Çayın tarihi hakkında pek çoğumuz kulaktan dolma bilgilere sahibiz. Hayatımızın her anına dahil olan bu büyüleyici lezzet hakkında yeterli ve doğru bilgiye sahip olmak ise hepimizin hakkı!
Çay, kokusuyla ve büyüleyici aromasıyla her günümüze lezzet katan tatlardan bir tanesi. Pek çok çeşidiyle sofralarımıza ve sohbetlerimize dahil olan bu lezzet hakkında neyi ne kadar biliyoruz, tartışılır.
Türkiye’de doğup büyüyen ve hayatının önemli bir bölümünde çay kültürüne dair ögelerle haşır neşir olan okuyucularımızın en çok merak ettiği bu konuya içeriğimizde derinlemesine yer vermek istedik. Sizin için çayın dünyada ilk ortaya çıkışından ve nasıl tüketilmeye başladığından tutun da Türkiye’ye gelişine kadar pek çok konuyu bu içeriğimizde detaylıca işleyeceğiz.

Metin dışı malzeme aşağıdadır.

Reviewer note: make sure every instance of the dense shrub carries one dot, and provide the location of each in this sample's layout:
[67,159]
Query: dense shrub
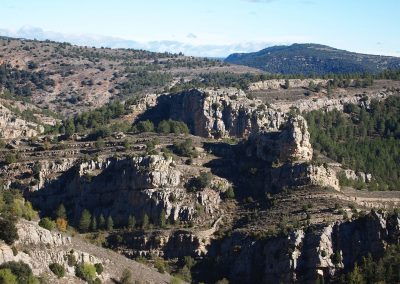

Siz de bu bilgiler ışığında, her lezzet yudumunda geçmişten günümüze doğru bir yolculuğa çıkabileceksiniz. Hazırsanız sizin için hazırladığımız bu değerli konuya giriş yapalım.
Konuya giriş yapmadan evvel siz değerli okurlarımızla bu içeriğimize eşlik edecek güzel bir çalma listesi de paylaşmak isteriz. Rahatlatıcı ve dinlendirici ezgiler eşliğinde keyifli okumalar dileriz!
Yazımıza dünyada çayın tarihi ile başlayalım.
Dünyada Çayın Tarihi
Çay; yüzyıllardır şairlerin dilinden, roman kahramanlarının ise ellerinden düşmeyen bu lezzet hem edebiyatın beslendiği bir kaynak hem de damaklarda eşsiz bir tat bırakan lezzettir. Peki, dünya büyüleyici bir aromaya ve kokuya sahip olan çay ile nerede ve nasıl tanıştı?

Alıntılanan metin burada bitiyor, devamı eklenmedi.